Il perché è spiegato nelle 74 pagine dello studio dell’Esri, che mettono a fuoco soprattutto tre settori particolarmente influenzati dall’eventuale uscita britannica: commercio, investimenti e immigrazione.
Interscambio ridotto di un quinto
Gli scambi commerciali tra Irlanda e Gran Bretagna ammontano oggi a un miliardo alla settimana, circa 50 miliardi all’anno. L’Esri calcola che Brexit li ridurrebbe di un quinto, 10 miliardi in un anno, prima di tutto a causa della reintroduzione di barriere tariffarie tra due Paesi oggi parte di un unico mercato: basti pensare che i dazi sulle importazioni per i prodotti extra-Ue nel 2013 erano in media pari al 5,2 per cento. Ad essere penalizzate sarebbero in prima battuta le piccole imprese irlandesi del settore agroalimentare.

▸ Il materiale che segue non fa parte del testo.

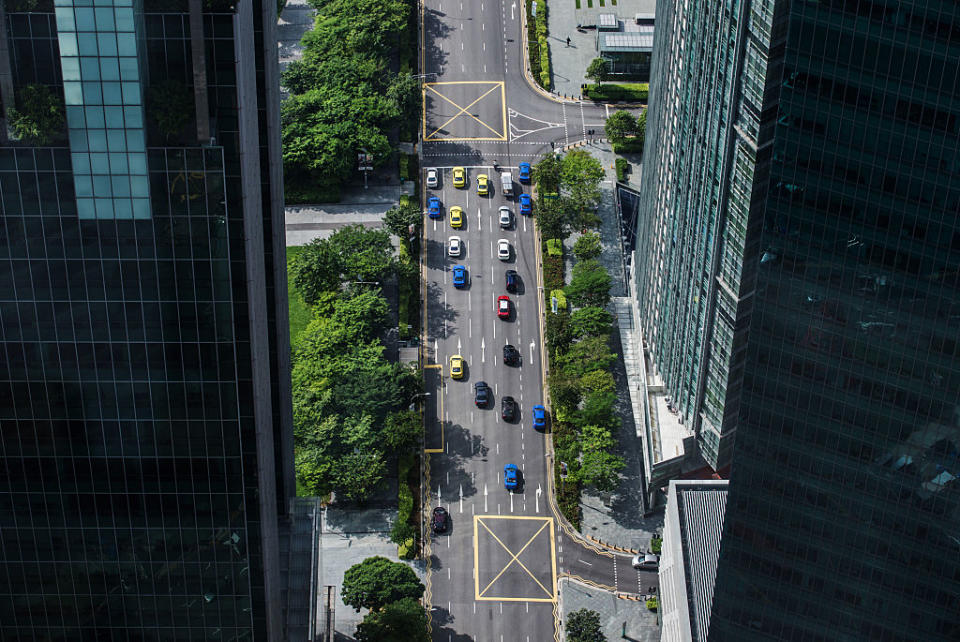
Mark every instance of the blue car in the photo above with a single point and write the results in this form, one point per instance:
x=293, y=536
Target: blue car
x=511, y=477
x=459, y=276
x=433, y=207
x=526, y=204
x=524, y=174
x=539, y=416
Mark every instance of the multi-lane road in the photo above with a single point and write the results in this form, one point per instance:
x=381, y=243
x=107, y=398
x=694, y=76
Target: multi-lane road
x=493, y=575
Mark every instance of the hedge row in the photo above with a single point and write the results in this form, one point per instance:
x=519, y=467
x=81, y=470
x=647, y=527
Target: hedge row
x=633, y=92
x=537, y=45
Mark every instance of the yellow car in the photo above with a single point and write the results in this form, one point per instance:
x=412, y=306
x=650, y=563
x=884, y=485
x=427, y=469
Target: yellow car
x=456, y=217
x=456, y=366
x=459, y=177
x=482, y=185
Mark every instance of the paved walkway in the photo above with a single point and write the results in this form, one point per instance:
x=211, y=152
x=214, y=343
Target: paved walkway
x=617, y=616
x=617, y=518
x=568, y=64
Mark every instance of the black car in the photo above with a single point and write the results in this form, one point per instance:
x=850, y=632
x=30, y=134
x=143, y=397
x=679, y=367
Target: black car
x=481, y=394
x=508, y=409
x=513, y=281
x=440, y=520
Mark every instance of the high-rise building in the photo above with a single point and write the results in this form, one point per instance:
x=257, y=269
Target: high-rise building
x=798, y=283
x=145, y=421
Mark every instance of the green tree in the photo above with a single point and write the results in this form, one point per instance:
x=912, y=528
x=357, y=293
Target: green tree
x=597, y=70
x=38, y=117
x=580, y=176
x=352, y=253
x=619, y=126
x=589, y=285
x=364, y=314
x=401, y=621
x=591, y=321
x=399, y=218
x=592, y=353
x=546, y=175
x=597, y=382
x=587, y=247
x=170, y=105
x=584, y=626
x=376, y=582
x=402, y=430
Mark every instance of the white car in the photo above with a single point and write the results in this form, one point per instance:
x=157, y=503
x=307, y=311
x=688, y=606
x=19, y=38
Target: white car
x=455, y=247
x=506, y=218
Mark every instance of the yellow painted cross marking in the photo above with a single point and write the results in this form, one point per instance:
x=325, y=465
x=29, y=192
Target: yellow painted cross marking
x=481, y=594
x=435, y=88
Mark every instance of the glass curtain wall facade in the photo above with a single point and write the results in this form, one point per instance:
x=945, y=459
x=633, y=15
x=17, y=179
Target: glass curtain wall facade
x=145, y=439
x=839, y=242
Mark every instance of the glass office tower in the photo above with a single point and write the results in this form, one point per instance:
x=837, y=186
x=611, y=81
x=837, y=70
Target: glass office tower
x=802, y=214
x=145, y=429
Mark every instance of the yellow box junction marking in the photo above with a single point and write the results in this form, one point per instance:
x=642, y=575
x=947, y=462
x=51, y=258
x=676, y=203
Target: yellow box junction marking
x=481, y=594
x=500, y=135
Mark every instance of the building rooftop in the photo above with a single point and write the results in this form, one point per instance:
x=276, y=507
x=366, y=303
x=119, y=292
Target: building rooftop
x=700, y=508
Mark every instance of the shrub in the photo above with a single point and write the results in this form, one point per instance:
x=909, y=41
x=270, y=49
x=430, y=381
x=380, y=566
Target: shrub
x=39, y=115
x=561, y=299
x=632, y=92
x=622, y=166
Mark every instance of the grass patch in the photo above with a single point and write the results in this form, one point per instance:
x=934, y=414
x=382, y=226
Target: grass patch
x=630, y=91
x=300, y=314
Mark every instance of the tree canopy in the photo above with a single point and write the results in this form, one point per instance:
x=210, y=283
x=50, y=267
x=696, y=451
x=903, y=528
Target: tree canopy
x=401, y=621
x=377, y=581
x=584, y=626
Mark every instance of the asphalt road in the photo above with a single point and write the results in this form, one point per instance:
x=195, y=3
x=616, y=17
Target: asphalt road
x=493, y=575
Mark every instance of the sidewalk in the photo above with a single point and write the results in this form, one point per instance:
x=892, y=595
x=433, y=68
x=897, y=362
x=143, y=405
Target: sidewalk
x=568, y=64
x=617, y=518
x=617, y=616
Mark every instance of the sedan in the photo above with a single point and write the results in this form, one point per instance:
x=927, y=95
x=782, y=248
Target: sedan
x=506, y=218
x=512, y=281
x=459, y=177
x=440, y=520
x=481, y=394
x=526, y=204
x=511, y=477
x=433, y=207
x=483, y=185
x=539, y=416
x=456, y=246
x=503, y=306
x=456, y=217
x=456, y=366
x=524, y=174
x=508, y=409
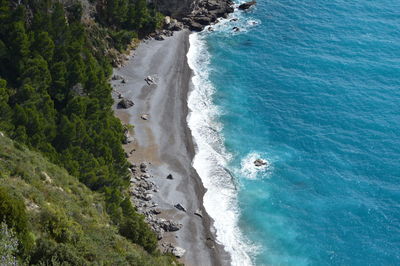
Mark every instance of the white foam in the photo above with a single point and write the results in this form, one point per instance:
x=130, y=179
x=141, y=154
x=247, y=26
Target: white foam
x=225, y=25
x=211, y=157
x=248, y=168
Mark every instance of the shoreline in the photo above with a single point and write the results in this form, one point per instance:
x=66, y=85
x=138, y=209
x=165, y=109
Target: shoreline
x=165, y=144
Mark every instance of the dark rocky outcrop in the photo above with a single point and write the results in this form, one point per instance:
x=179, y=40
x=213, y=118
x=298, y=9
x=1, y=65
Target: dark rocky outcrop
x=207, y=12
x=247, y=5
x=125, y=104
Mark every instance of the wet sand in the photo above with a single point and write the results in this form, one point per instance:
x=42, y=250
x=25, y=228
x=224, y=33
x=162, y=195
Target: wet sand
x=164, y=141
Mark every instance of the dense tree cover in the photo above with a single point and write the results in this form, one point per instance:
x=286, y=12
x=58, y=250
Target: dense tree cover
x=131, y=15
x=64, y=221
x=55, y=98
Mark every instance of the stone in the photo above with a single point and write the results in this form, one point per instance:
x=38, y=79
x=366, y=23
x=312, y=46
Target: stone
x=159, y=37
x=260, y=162
x=148, y=197
x=247, y=5
x=180, y=207
x=203, y=20
x=195, y=26
x=178, y=252
x=149, y=80
x=156, y=211
x=127, y=138
x=117, y=77
x=125, y=103
x=145, y=175
x=199, y=213
x=167, y=20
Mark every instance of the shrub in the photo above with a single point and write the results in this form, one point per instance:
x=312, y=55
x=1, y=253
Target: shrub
x=12, y=211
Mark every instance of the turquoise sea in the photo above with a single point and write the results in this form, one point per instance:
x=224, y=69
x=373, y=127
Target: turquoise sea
x=313, y=87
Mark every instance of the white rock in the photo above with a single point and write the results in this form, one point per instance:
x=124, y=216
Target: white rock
x=178, y=252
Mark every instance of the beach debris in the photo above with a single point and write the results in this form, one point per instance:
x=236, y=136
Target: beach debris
x=117, y=77
x=178, y=252
x=125, y=103
x=195, y=26
x=260, y=162
x=173, y=25
x=180, y=207
x=156, y=211
x=145, y=176
x=169, y=226
x=148, y=197
x=150, y=80
x=167, y=20
x=199, y=213
x=247, y=5
x=127, y=138
x=159, y=37
x=143, y=167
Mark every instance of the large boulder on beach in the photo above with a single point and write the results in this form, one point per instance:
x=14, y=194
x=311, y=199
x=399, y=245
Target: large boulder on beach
x=204, y=20
x=247, y=5
x=180, y=207
x=125, y=103
x=199, y=213
x=195, y=26
x=150, y=80
x=117, y=77
x=178, y=252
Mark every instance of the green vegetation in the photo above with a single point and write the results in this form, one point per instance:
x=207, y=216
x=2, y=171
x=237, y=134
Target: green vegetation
x=55, y=99
x=66, y=221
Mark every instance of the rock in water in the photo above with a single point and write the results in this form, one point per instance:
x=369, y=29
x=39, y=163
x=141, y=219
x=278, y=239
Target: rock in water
x=180, y=207
x=125, y=104
x=117, y=77
x=149, y=80
x=247, y=5
x=194, y=26
x=178, y=252
x=167, y=20
x=260, y=162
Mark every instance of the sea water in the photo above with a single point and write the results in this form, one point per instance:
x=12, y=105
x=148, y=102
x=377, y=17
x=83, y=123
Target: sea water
x=313, y=87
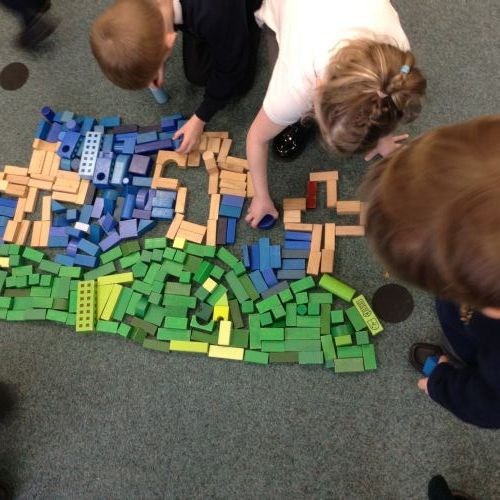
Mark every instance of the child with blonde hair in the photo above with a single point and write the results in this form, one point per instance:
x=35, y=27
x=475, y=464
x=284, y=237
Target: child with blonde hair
x=347, y=65
x=133, y=39
x=433, y=216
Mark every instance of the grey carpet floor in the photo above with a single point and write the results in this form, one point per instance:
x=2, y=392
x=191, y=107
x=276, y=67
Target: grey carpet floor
x=102, y=418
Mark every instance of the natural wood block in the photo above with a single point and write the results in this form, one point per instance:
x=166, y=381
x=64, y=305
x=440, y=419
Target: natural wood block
x=350, y=230
x=349, y=207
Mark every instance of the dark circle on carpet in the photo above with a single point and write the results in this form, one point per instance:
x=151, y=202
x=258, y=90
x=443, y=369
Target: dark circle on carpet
x=392, y=303
x=14, y=76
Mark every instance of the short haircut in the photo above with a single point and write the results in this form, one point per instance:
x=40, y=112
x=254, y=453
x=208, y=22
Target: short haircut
x=364, y=95
x=433, y=212
x=128, y=42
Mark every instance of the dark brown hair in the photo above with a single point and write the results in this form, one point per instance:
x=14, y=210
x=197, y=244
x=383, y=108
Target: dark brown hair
x=433, y=212
x=364, y=95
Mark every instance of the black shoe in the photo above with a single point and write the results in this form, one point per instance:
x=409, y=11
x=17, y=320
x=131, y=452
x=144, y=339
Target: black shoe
x=38, y=29
x=290, y=143
x=420, y=351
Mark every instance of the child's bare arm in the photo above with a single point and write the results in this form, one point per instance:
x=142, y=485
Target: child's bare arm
x=259, y=135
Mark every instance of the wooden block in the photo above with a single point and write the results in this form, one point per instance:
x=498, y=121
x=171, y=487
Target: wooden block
x=35, y=233
x=327, y=260
x=174, y=226
x=44, y=233
x=11, y=231
x=46, y=208
x=36, y=162
x=194, y=158
x=349, y=207
x=31, y=200
x=210, y=163
x=224, y=150
x=211, y=232
x=23, y=232
x=314, y=262
x=316, y=237
x=214, y=144
x=294, y=203
x=213, y=213
x=350, y=230
x=331, y=175
x=20, y=210
x=213, y=183
x=298, y=226
x=331, y=194
x=180, y=202
x=330, y=236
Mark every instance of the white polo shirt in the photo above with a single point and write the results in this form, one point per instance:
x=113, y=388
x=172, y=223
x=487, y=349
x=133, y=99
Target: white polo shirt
x=309, y=32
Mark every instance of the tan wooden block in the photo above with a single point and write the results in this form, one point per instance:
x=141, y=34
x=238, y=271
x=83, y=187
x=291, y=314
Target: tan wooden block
x=313, y=263
x=214, y=144
x=294, y=203
x=11, y=231
x=316, y=236
x=46, y=208
x=349, y=207
x=210, y=163
x=13, y=170
x=292, y=216
x=213, y=183
x=331, y=175
x=180, y=202
x=327, y=260
x=224, y=150
x=36, y=162
x=211, y=232
x=20, y=210
x=350, y=230
x=329, y=236
x=35, y=233
x=213, y=213
x=31, y=200
x=331, y=194
x=23, y=232
x=298, y=226
x=174, y=226
x=194, y=158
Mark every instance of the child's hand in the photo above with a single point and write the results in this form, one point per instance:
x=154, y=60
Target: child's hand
x=386, y=145
x=191, y=131
x=258, y=208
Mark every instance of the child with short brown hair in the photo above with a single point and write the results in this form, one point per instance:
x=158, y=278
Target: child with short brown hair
x=348, y=66
x=133, y=39
x=433, y=216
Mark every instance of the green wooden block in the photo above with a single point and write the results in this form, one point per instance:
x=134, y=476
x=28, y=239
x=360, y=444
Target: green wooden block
x=350, y=351
x=349, y=365
x=302, y=285
x=283, y=357
x=362, y=338
x=328, y=347
x=260, y=358
x=110, y=255
x=343, y=340
x=311, y=358
x=369, y=358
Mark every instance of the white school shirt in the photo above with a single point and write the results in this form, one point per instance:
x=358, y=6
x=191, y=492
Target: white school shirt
x=309, y=32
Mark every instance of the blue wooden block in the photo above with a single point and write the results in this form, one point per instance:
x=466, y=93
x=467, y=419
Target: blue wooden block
x=230, y=211
x=269, y=277
x=264, y=253
x=298, y=235
x=293, y=264
x=297, y=245
x=231, y=231
x=258, y=281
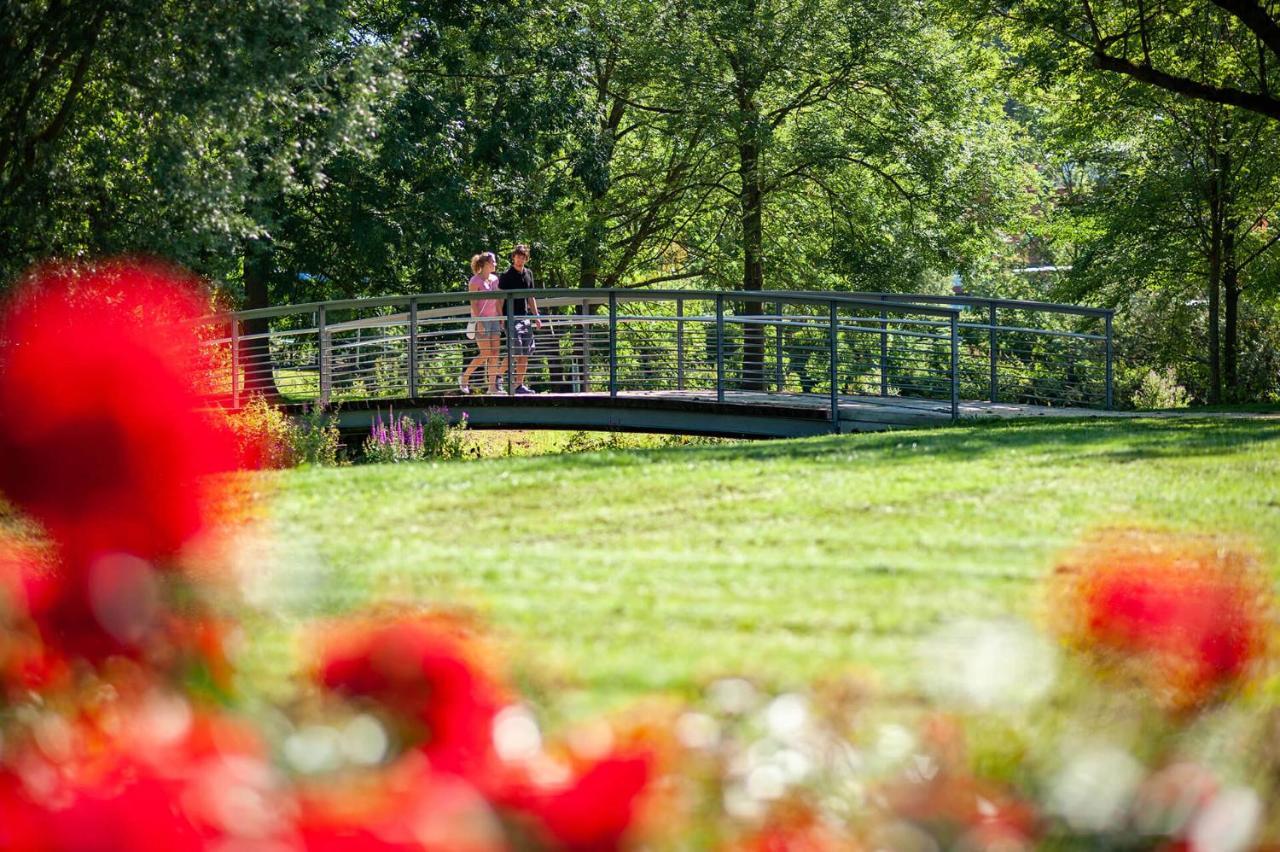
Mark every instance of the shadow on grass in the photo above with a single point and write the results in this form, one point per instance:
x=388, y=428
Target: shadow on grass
x=1091, y=439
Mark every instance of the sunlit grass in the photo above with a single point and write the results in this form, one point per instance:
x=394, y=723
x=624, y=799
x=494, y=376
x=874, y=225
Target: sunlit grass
x=620, y=573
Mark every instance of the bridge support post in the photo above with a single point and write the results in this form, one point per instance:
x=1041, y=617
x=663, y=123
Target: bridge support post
x=883, y=352
x=780, y=379
x=613, y=344
x=324, y=353
x=680, y=343
x=955, y=366
x=720, y=347
x=412, y=348
x=833, y=367
x=508, y=310
x=585, y=366
x=1110, y=401
x=234, y=362
x=993, y=349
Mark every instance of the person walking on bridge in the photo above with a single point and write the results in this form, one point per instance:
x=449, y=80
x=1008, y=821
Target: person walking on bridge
x=485, y=324
x=520, y=344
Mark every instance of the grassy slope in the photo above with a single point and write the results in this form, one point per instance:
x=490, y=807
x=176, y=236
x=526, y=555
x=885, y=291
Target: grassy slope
x=648, y=569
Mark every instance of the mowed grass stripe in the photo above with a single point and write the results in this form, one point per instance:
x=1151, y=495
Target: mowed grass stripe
x=622, y=572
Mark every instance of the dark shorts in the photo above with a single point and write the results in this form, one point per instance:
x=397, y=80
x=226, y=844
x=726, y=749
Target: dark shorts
x=522, y=338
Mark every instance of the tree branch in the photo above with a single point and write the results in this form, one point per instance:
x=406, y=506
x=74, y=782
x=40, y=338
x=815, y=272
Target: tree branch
x=1256, y=18
x=1251, y=101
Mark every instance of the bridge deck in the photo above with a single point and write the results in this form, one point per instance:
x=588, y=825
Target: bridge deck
x=741, y=413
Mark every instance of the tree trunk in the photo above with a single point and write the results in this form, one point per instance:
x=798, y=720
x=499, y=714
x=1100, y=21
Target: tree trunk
x=256, y=353
x=1215, y=276
x=753, y=239
x=1232, y=307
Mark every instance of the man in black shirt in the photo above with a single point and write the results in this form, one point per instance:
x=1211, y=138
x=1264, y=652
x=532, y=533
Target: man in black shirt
x=521, y=339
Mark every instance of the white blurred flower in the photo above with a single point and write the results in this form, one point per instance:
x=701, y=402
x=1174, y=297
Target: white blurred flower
x=364, y=741
x=903, y=837
x=698, y=731
x=894, y=743
x=987, y=664
x=787, y=717
x=315, y=749
x=592, y=740
x=740, y=805
x=515, y=733
x=1093, y=789
x=766, y=782
x=734, y=696
x=1228, y=823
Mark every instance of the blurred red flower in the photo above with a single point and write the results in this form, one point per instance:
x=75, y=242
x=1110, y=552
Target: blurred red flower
x=147, y=774
x=1187, y=615
x=100, y=425
x=400, y=807
x=430, y=674
x=794, y=828
x=590, y=810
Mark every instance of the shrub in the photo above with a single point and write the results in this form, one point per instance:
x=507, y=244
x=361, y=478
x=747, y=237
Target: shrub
x=407, y=440
x=1161, y=390
x=264, y=434
x=440, y=439
x=315, y=438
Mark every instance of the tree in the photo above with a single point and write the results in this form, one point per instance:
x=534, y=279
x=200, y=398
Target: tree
x=1176, y=209
x=1159, y=44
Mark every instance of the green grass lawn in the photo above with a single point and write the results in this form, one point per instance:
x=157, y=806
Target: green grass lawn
x=618, y=573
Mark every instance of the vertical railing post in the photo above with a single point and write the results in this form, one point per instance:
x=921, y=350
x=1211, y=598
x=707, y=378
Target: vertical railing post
x=833, y=346
x=680, y=343
x=412, y=348
x=780, y=379
x=323, y=335
x=720, y=347
x=993, y=349
x=1110, y=353
x=955, y=365
x=508, y=306
x=586, y=347
x=613, y=344
x=234, y=362
x=883, y=352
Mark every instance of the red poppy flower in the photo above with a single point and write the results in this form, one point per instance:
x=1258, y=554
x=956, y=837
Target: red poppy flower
x=1187, y=617
x=405, y=806
x=100, y=427
x=594, y=809
x=430, y=674
x=794, y=828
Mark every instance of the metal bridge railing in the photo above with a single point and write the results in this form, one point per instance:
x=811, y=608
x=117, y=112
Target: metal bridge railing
x=714, y=344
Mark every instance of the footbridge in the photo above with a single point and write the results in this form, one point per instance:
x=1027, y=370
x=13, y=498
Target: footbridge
x=712, y=362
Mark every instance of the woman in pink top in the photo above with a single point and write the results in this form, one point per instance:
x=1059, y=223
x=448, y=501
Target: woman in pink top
x=487, y=317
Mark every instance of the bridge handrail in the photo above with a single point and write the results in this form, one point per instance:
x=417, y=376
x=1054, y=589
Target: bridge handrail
x=433, y=325
x=594, y=296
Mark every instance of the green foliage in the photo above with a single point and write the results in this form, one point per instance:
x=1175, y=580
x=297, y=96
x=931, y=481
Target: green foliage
x=315, y=438
x=405, y=439
x=1160, y=390
x=265, y=433
x=274, y=440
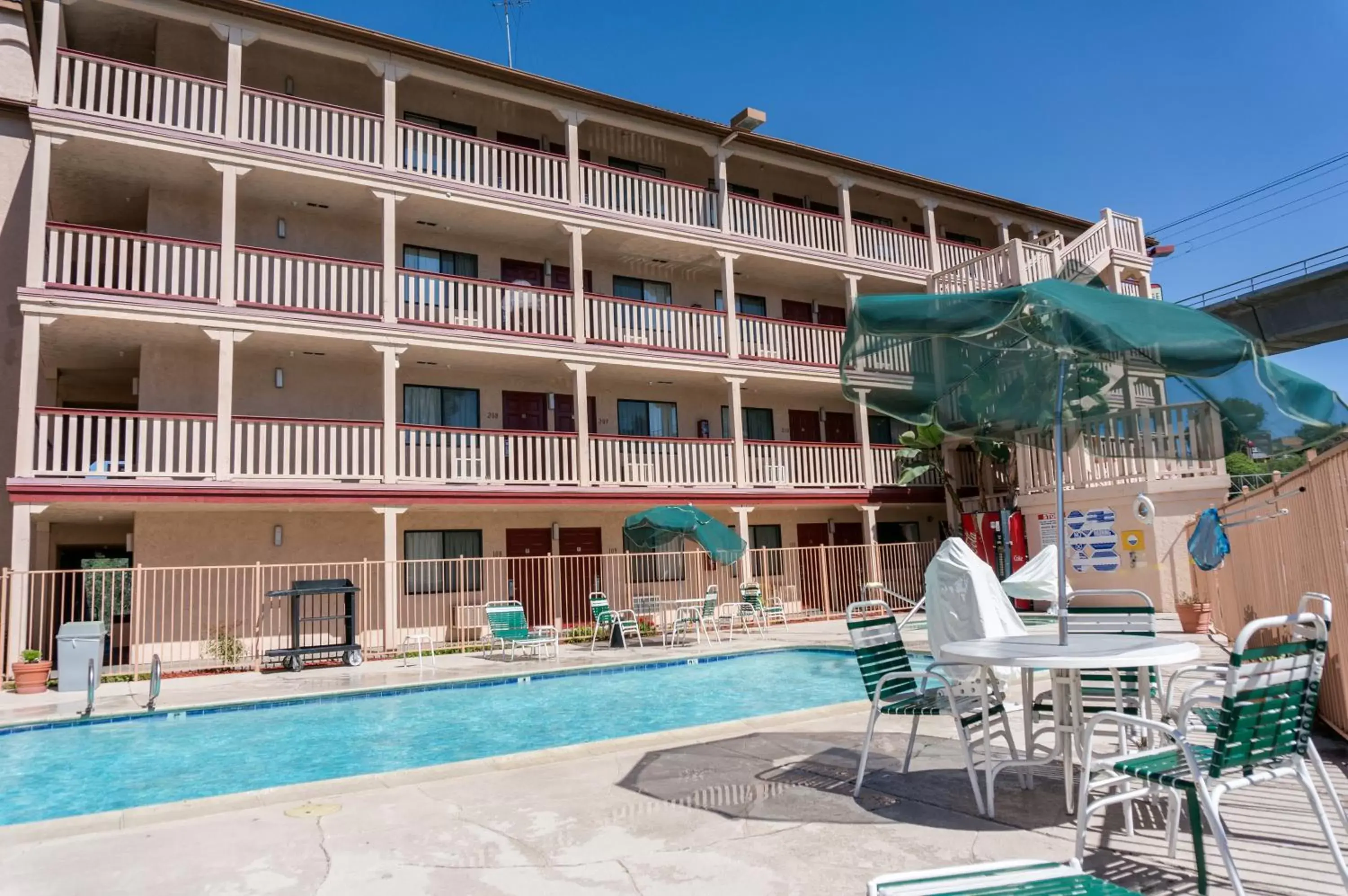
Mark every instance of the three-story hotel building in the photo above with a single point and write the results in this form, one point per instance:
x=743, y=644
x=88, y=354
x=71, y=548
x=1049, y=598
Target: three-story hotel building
x=297, y=292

Le ripercussioni sugli investimenti Oltremanica
Londra fuori dall’Unione europea perderebbe parte della sua attrattività per gli investitori esteri, che premiano anche l’appartenenza al mercato unico europeo, con il risultato di un probabile indebolimento della crescita britannica e conseguenti ricadute negative anche su quella irlandese, che le è strettamente legata: non a caso in questi mesi di ripresa stagnante o asfittica nell’Eurozona Dublino ha beneficiato delle migliori performance di Londra. D’altra parte, un calo degli investimenti diretti esteri in Gran Bretagna non si tradurrebbe in un una maggiore attrattività di Dublino, perché gli investitori internazionali tenderebbero a rimpiazzare Londra con mercati più grandi, come Germania, Francia e Polonia.
Immigrazione e salari
Il ripristino di restrizioni nella libertà di spostarsi per lavoro in una Gran Bretagna fuori dalla Ue bloccherebbe molti immigrati irlandesi che oggi trovano impiego nel Regno Unito; d’altra parte Brexit toglierebbe appeal alla Gran Bretagna anche come meta dei flussi migratori verso la Ue, dirottandone presumibilmente una parte verso l’Irlanda. L’Esri ha effettuato una simulazione da cui risulta che, aggiungendo 60mila persone alla forza lavoro attuale, il tasso di disoccupazione irlandese aumenterebbe dello 0,4% e i salari calerebbero del 4-5%, a seconda del livello.
La campagna politica
Tutte queste considerazioni spiegano perché il Governo irlandese, che non si era espresso durante il referendum sull’indipendenza scozzese, abbia invece intrapreso da mesi una campagna per scongiurare Brexit. Sostenuto anche dagli imprenditori. «Mentre la permanenza di Londra nella Ue è preferita dalla stragrande maggioranza delle imprese irlandesi – ha dichiarato Mary Rose Burke dell’Ibec, la principale organizzazione imprenditoriale – un’uscita della Gran Bretagna determinerebbe un’ampia gamma di possibili conseguenze, alcune potenzialmente molto negative per la nostra economia».